Toll Brothers is pulling the plug on its multifamily ambitions.
Kennedy Wilson is acquiring the homebuilder giant’s Apartment Living arm in a $347 million deal, the companies announced Thursday. The move marks the end of the luxury homebuilder’s push into the rental game and a pivot back to its core business of for-sale housing.
Kennedy Wilson will take over Toll’s interests in 18 apartment and student housing properties, plus its in-house development team. The deal also hands Kennedy Wilson $2.2 billion of assets under management tied to those holdings and another $3 billion worth of assets under management in 20 multifamily assets it will oversee on Toll’s behalf.
Toll isn’t just cashing out of stabilized deals; it’s handing Kennedy Wilson the keys to 29 development sites across the country. If built out, those sites could total $3.6 billion in capitalization. Kennedy Wilson will assume construction management, effectively inheriting Toll’s ground-up pipeline at a time when few developers are breaking ground.
The transaction, expected to close next month, also transfers the Toll Apartment Living executive team and staff to Kennedy Wilson. The Beverly Hills-based firm says the addition solidifies a rental platform spanning more than 80,000 units it owns, finances or manages.

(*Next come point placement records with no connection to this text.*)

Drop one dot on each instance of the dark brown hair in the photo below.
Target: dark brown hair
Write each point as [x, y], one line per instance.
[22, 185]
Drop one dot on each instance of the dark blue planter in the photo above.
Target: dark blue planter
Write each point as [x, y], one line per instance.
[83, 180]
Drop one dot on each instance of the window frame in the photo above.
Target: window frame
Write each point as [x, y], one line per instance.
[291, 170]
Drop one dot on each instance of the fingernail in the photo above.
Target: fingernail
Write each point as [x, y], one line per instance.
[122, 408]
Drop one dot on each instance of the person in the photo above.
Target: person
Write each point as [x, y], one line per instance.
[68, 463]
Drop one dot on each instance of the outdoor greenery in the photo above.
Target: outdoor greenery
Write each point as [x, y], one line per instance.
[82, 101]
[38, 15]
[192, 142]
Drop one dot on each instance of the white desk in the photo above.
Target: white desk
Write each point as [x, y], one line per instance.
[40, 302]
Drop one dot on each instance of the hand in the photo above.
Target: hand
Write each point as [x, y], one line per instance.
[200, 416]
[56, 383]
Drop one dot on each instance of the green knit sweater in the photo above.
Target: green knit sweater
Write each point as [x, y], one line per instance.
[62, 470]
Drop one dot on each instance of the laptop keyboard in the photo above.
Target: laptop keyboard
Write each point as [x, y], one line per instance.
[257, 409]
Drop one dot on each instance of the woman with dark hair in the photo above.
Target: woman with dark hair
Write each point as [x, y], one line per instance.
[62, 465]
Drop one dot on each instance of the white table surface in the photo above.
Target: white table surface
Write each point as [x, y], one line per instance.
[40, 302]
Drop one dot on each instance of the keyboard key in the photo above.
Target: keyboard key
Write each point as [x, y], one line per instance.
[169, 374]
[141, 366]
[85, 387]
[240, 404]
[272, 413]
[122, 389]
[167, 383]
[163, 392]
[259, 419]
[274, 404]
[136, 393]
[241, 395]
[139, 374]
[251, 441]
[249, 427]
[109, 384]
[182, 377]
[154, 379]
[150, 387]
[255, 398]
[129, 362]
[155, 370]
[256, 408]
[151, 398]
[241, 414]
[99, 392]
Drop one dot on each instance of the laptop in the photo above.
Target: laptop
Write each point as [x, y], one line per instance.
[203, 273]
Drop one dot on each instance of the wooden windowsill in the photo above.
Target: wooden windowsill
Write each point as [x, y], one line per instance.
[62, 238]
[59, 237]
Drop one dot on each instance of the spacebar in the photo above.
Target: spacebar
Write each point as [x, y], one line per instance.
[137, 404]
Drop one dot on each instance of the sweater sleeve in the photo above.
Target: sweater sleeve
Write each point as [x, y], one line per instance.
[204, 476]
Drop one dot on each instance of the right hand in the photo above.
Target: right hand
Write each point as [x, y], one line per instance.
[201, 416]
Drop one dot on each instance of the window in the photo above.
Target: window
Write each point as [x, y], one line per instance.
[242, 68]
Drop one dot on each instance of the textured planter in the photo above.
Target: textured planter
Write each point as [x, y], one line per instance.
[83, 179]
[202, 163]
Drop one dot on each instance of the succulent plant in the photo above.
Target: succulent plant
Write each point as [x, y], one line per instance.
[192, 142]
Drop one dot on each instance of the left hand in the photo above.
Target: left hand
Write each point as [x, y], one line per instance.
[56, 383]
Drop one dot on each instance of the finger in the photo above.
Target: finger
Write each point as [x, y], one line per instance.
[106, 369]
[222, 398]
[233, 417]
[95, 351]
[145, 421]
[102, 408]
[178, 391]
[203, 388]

For Toll, the deal is about getting leaner. Chief executive officer Douglas Yearley called it a way to free up capital for shareholders and double down on the builder’s luxury home core. The company has been shifting to an asset-light model and this sale wipes multifamily development off its balance sheet.
Just last week, Toll Brothers paid $19.5 million for a site at Parkland’s long-closed Heron Bay Golf Course in South Florida, harboring plans for 52 single-family homes.
Over the summer, meanwhile, an affiliate controlled by Kennedy Wilson and Sacramento-based Pacific Housing bought Bella Vista at Hilltop, an apartment campus in Richmond, California, for $225 million.